O STF, o governo federal e o Congresso discutem reajustar o teto constitucional para compensar o fim dos penduricalhos no serviço público. A proposta faria parte de uma regra de transição entre decisões da Corte contra supersalários e uma futura lei nacional.

Parte do governo considera a medida inviável, especialmente em ano eleitoral, mas ministros e parlamentares não descartam a hipótese diante da pressão da magistratura. Não haveria aumento neste ano. A equipe econômica é a principal resistente.

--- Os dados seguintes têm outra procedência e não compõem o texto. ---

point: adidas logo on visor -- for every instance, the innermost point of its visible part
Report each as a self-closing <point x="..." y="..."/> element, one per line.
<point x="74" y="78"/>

Elevar o teto significaria aumentar os salários dos ministros do STF, com efeito cascata no funcionalismo. O último reajuste, de 18%, foi aprovado em 2022 e parcelado. Uma alternativa seria novo escalonamento, ainda sem definição de percentual ou impacto fiscal.

A Constituição fixa o teto com base no salário dos ministros, mas auxílios e gratificações acabam ultrapassando o limite. Em fevereiro, Flávio Dino suspendeu verbas indenizatórias ilegais, e Gilmar Mendes barrou penduricalhos do Judiciário e do MP. O julgamento final foi adiado para o dia 25.

Uma comissão criada por Edson Fachin deve apresentar proposta para uma solução legal e fiscalmente responsável. Nos bastidores, líderes avaliam que o reajuste pode disciplinar benefícios sem confronto com o Judiciário. As reuniões serão conduzidas pelo secretário-geral do STF, Roberto Dalledone, com registro de consensos e divergências.